Excuus: er volgt nu een stuk over een mooie vondst die echter alleen van belang is voor degenen die echt álles van Betje Wolff willen weten. Het gaat over pensioenen en het achterhouden daarvan. Geen toeslagenaffaire, maar toch ook toen al een wantrouwige overheid die een uitkering waar de weduwe recht op had achterhield, waarschijnlijk omdat ze op de zwarte lijst van patriotten stond. Dat was geen bestaande lijst, maar wel een die in het hoofd zat van ambtenaren die gingen over de uitbetaling van pensioenen. En die daarom een reden zochten om de uitkering te kunnen stoppen.
Hoe komt het dat ik nog iets vind terwijl de tekst van mijn biografie al bij de uitgever ligt? Tja, zo gaat dat. Ik moest een archiefstuk fotograferen dat ik graag als illustratie wilde opnemen – met illustraties ben ik nu bezig. Ik vroeg in het Nationaal Archief archiefstukken aan uit 1795 – en vond daarbij iets uit 1790!
Toen de man van Betje Wolff in 1777 overleed, daalden haar inkomsten flink. Adrianus Wolff verdiende 600 gulden per jaar. Na zijn dood kon ze rekenen op een pensioen van 100 gulden per jaar van de overheid, en van de Classis in Edam kreeg ze 50 gulden per jaar. Wolff had aan de Classis jaarlijks een bijdrage betaald voor het weduwenpensioen.[1]
Dat geld had Betje, die na Adrianus dood was gaan samenwonen met Aagje in De Rijp, hard nodig. Dat veranderde in 1781 en het jaar daarna, toen zowel Aagje als Betje rijk werden door erfenissen en bovendien verkochten hun romans goed.
Toen ze in 1788 naar Frankrijk vertrokken, waren ze nog steeds welgestelde dames. Hun kapitaal (32.500 gulden) hadden ze tegen rente en aflossing uitgeleend aan hun vriend Chris Nissen, die ook volmacht had gekregen om hun Beverwijkse huis en hun boeken- en prentenverzameling te verkopen.
Het pensioen van de overheid waar Betje op rekende, werd geblokkeerd toen zij naar Frankrijk verhuisde. Kennelijk was het nodig in Holland ‘vuur en licht’ te hebben. Dat was de uitdrukking voor: je moest er wonen, om het tractement te kunnen krijgen. Om dat toch te ontvangen, stuurde zij een rekest naar de afdeling van de Staten Generaal (de Gecommitteerde Raden van het Noorder Quartier) waar een dergelijk rekest thuishoorde. Daarin vroeg ze of ze het pensioen uitgekeerd mocht krijgen.
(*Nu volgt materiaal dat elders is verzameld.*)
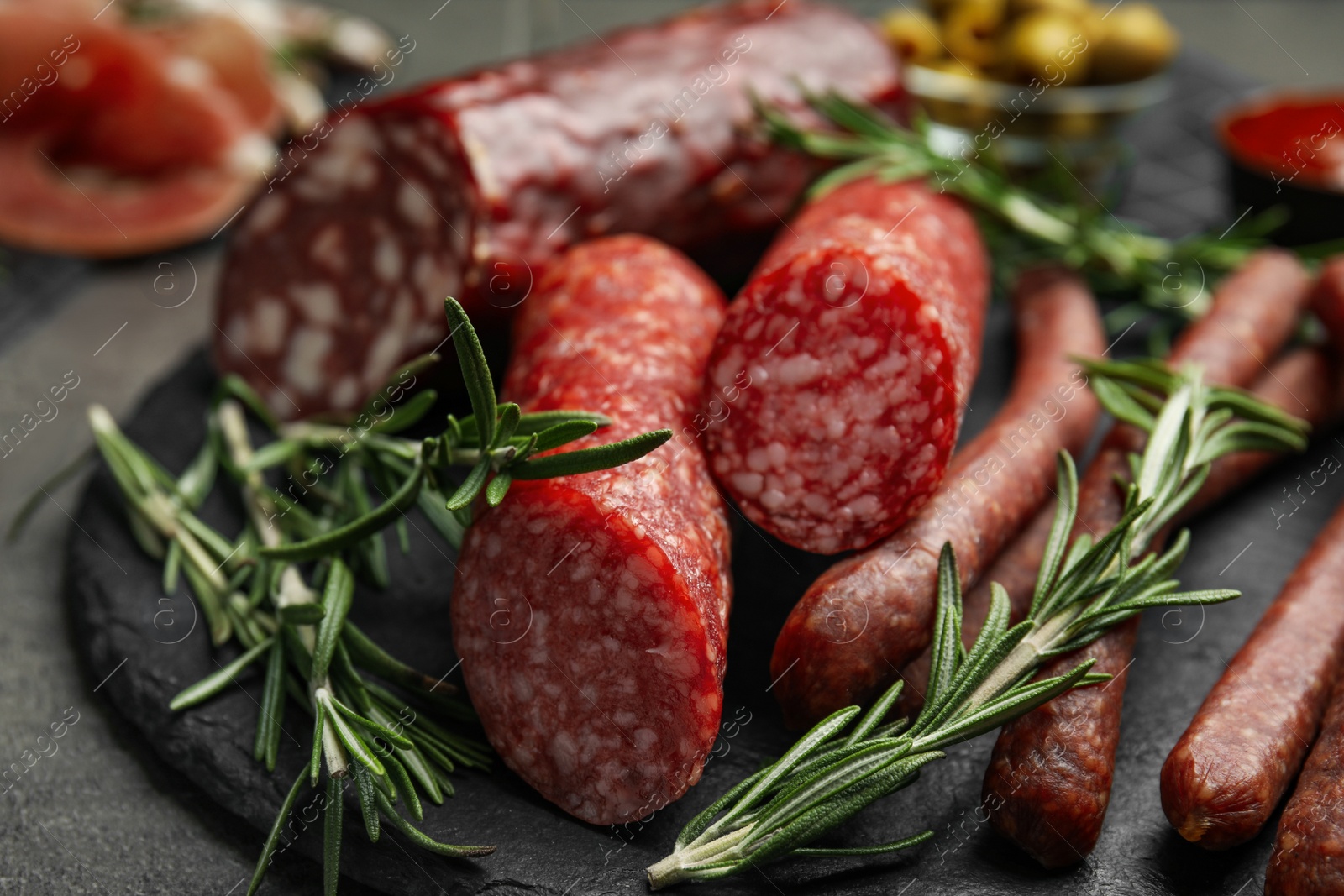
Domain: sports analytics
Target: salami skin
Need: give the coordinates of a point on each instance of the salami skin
(1052, 770)
(591, 611)
(855, 344)
(1308, 856)
(870, 614)
(472, 187)
(1227, 773)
Ze legde uit dat ze alleen maar was uitgeweken naar Frankrijk voor haar gezondheid (dus niet als een patriotse vluchteling beschouwd moest worden), ze had daarom een woonplek in Beverwijk aangehouden, ze had belasting betaald, dus waarom zou haar dat geweigerd worden? Het rekest werd ‘in deliberatie gehouden’. Met andere woorden: het kwam op de stapel ‘laat maar liggen’ terecht.
Zeker had dit ermee te maken dat Betje als patriot bekend stond, en die konden sinds 1787 niet rekenen op een coulante behandeling door de overheid.
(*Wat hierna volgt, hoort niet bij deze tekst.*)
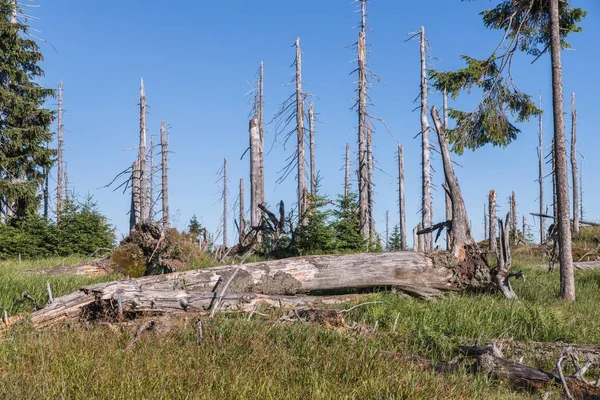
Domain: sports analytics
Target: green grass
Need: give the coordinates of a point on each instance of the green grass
(14, 280)
(257, 359)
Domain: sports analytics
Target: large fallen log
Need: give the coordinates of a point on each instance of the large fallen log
(271, 283)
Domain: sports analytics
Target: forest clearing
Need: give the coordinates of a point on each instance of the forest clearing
(285, 289)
Inmiddels was dat tractement hard nodig geworden: de man bij wie Wolff en Deken hun kapitaal ondergebracht hadden, bleek onbetrouwbaar en gebruikte hun geld om zijn eigen schulden te voldoen. Zijn faillissement volgde, en de schrijfsters werden van vermogend straatarm. Hun boeken leverden niet veel meer op: uit het oog uit het hart gold kennelijk ook voor schrijvers. Uitkering van het pensioen was dus hard nodig.
Tot heden was het bestaan van dit rekest wél bekend bij onderzoekers en biografen, maar de tekst was onvindbaar. Die vond ik toevallig bij stukken van vijf jaar later, toen de oude Staten Generaal niet meer bestond en Betje een nieuw rekest voor uitbetaling indiende. Ik laat de tekst ervan hier woordelijk volgen. Een datum staat er niet op. Volgens aantekeningen van later zou het van mei 1790 zijn. Wie de Briefwisseling van Betje Wolff en Aagje Deken uit 1987 bezit, zou het stuk kunnen printen en vóór brief 169 (pagina 570) leggen.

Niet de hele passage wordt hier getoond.